Dr. Henry Selby, Headmaster All Saints’ Episcopal School, Morristown, TN

This is the month of Thanksgiving, often called gratitude month, when columnists never fail to comment on the theme.  I will not disappoint.  Let’s start with some history.

We celebrate on the fourth Thursday of November.  We have done this nationally and officially only since 1941, although individual states had their own dates since the founding of our country.
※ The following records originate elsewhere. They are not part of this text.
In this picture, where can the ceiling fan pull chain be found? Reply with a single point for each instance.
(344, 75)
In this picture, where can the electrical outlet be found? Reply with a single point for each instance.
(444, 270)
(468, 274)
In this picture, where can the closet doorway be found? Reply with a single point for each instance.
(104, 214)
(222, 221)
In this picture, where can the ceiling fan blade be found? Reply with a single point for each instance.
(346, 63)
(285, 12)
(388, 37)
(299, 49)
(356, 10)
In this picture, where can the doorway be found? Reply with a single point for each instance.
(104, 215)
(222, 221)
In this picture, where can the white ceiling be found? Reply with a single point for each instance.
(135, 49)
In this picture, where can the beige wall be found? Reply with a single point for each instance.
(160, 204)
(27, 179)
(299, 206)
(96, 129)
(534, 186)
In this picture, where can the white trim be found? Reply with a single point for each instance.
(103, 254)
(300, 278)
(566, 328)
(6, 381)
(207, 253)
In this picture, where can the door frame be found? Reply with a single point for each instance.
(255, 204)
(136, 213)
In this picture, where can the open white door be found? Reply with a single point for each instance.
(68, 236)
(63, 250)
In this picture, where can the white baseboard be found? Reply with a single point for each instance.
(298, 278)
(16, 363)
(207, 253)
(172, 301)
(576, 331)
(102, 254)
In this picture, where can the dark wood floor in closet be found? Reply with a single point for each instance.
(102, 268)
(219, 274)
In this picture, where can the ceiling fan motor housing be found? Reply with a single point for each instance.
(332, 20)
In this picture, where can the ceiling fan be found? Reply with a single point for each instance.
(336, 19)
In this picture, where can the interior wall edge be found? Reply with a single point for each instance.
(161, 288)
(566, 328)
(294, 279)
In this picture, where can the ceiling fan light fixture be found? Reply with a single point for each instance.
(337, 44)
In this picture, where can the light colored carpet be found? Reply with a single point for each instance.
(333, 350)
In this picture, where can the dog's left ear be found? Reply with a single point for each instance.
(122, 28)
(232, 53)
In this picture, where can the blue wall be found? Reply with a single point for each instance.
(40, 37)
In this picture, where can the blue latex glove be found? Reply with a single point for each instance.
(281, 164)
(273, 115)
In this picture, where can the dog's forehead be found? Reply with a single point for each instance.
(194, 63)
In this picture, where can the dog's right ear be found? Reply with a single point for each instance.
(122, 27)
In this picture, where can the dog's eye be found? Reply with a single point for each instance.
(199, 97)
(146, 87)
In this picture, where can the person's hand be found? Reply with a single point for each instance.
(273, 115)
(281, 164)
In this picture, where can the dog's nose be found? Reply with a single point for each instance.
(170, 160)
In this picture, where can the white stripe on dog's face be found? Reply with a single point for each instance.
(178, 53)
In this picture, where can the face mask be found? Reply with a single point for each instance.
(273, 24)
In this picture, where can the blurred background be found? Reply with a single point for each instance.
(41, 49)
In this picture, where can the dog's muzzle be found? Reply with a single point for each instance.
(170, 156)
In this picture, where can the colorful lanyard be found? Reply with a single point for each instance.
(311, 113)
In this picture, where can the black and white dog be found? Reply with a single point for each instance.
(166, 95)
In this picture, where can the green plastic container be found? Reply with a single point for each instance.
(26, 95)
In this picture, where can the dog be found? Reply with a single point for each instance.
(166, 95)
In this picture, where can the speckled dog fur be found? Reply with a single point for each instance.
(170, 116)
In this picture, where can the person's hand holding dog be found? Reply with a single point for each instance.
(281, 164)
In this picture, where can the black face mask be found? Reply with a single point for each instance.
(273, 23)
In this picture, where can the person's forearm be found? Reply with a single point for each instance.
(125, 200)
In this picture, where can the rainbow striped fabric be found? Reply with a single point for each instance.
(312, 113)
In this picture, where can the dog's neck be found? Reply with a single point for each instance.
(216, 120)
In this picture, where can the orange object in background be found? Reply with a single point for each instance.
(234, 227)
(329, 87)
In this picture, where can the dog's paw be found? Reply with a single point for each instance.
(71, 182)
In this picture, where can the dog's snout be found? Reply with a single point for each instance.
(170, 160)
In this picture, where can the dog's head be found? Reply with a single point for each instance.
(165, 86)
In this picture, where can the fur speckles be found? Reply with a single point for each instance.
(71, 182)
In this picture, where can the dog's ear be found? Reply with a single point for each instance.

Lincoln began the practice of having a presidential proclamation, but the true legal ramifications of Thanksgiving didn’t occur until Franklin Roosevelt’s time.

Sometimes we have five Thursdays in the month of November.  In other years, like last year, we had only four.  That’s why it’s late this year (on the 28th) and last year it was on the 22nd.

Historians will debate with great zeal the first Thanksgiving.  Some assert that the area now known as Texas started the holiday back in 1541.  Others will point to the 1621 feast in Plymouth.  Many others will weigh in on the subject, particularly screeching about the lack of evidence for turkey as a menu item.  This topic will then suggest to those of a scientific mind the remarkably boring question of L-tryptophan and its soporific ability to stupefy feasters.

In the meantime, school cafeterias from sea to shining sea will gear up for an impossibly large and concerted effort.  I wonder if any other country on earth can boast that every school child in their nation will be served the identical lunch at the same time on the same day!  We do this, of course, because school children will not get to eat turkey and mashed potatoes with gravy otherwise.  Until Thanksgiving Day itself.

Sated, many of us will waddle into the fray that’s come to be known as “Black Friday”, bitterly complaining about consumerism and the hypocrisy of acquiring more stuff the very day after we gave thanks for all we had.  The irony is elegant.

Despite the rather edgy tone of this column, let me assure you that I’m in favor of every bit of this activity.  Why?  Because with all of its pitfalls and foibles and bad history, this national holiday reminds our citizenry that gratitude is a virtue.  I hope you have a wonderful Thanksgiving.  I plan on giving thanks for you.